Dans sa dernière déclaration sur la question, Bashar Al Jaafari, représentant permanent de la Syrie auprès de l’Organisation des Nations Unies, a déclaré que ‘toutes les informations divulguées, en particulier le document d’Henderson, contredit le rapport publié par le Bureau du Directeur général de l’OIAC.’

Il est temps, a souligné Jaafari, que l’ONU prenne des mesures concrètes et immédiates pour préserver l’indépendance, la position et la crédibilité de l’OIAC et ne permette pas à certains pays de détruire l’OIAC et l’ONU.’
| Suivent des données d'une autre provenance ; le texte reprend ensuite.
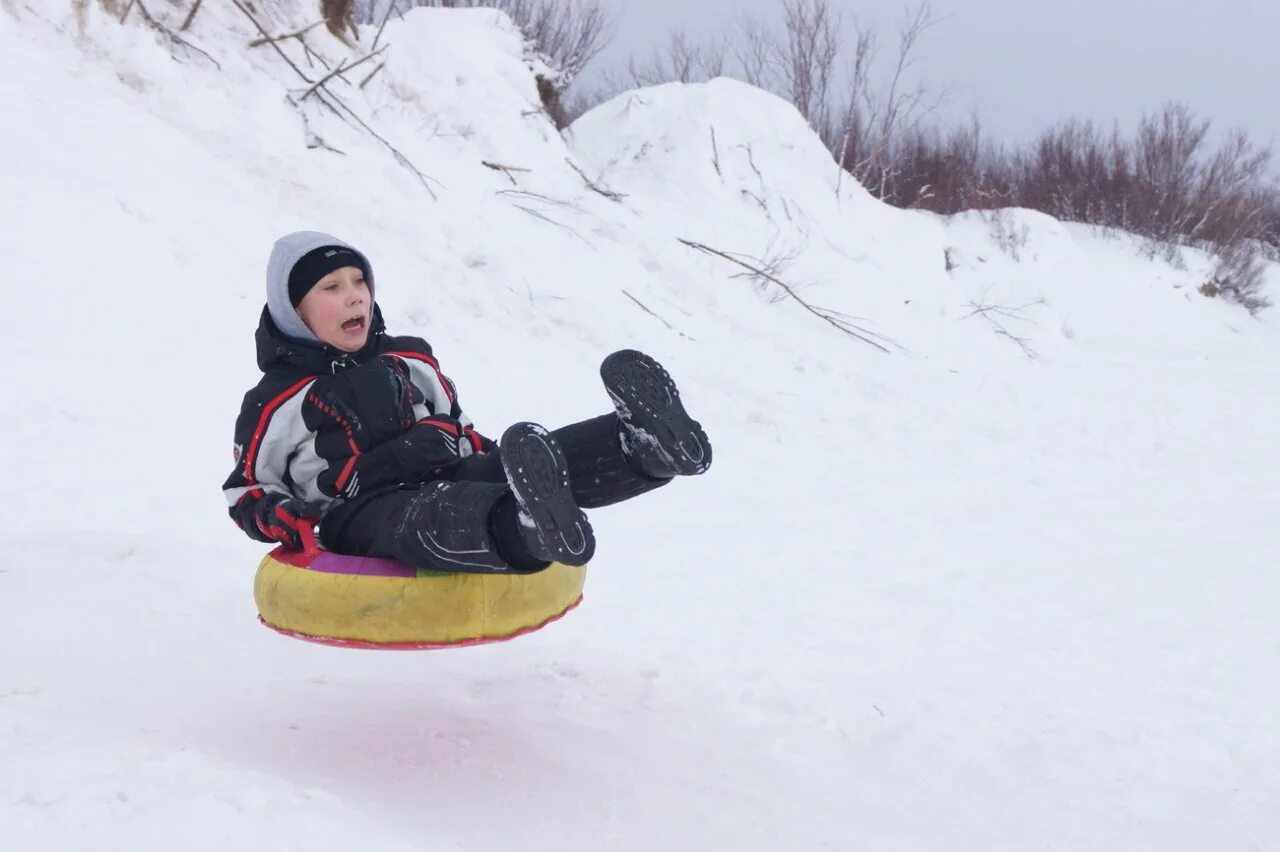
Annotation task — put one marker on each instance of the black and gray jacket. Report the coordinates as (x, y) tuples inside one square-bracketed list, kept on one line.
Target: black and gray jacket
[(328, 426)]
Le délégué syrien a ajouté que l’on cherchait un prétexte pour répéter ce qui s’était passé en Irak et donc ‘trouver des prétextes pour lancer une nouvelle agression contre notre nation’, sans preuves et transparence dans les enquêtes.

Jusqu’en 2018, lorsque la direction générale de l’OIAC était assurée par le Turc Ahmet Uzumcu, remplacé à la fin de l’année par l’actuel espagnol Arias, les rapports continus de l’organisation sur le sujet ont été manipulés et déformés.

Ces actions ont donné fait que des médias tels que la BBC, du Royaume-Uni, CCN ou la chaîne qatarienne Al Jazeera ont mentionnés sans aucune preuve plus de 200 attaques chimiques présumées menées par le Gouvernement syrien dans des zones proches de Damas ou dans des endroits comme Alep, Idleb, Raqqa et d’autres régions du Levant.

Même face aux allégations confirmées, aucun de ces grands médias, et bien sûr depuis Washington, Londres ou Paris, il n´existe des démentis ou des rectifications des fausses informations divulguées à tout vol avec un message satanisateur marqué sur la Syrie

Les agressions contre cette nation se poursuivent, s’intensifient également via Internet, twitter ou autres réseaux et font le jeu de la réalité troublante exécutée par les organisations terroristes comme la junte pour la Libération du Levant, autrefois le Front el-Nosra ou l’État Islamique, Daesh, qui les ont utilisées et ont falsifié des détails et des faits.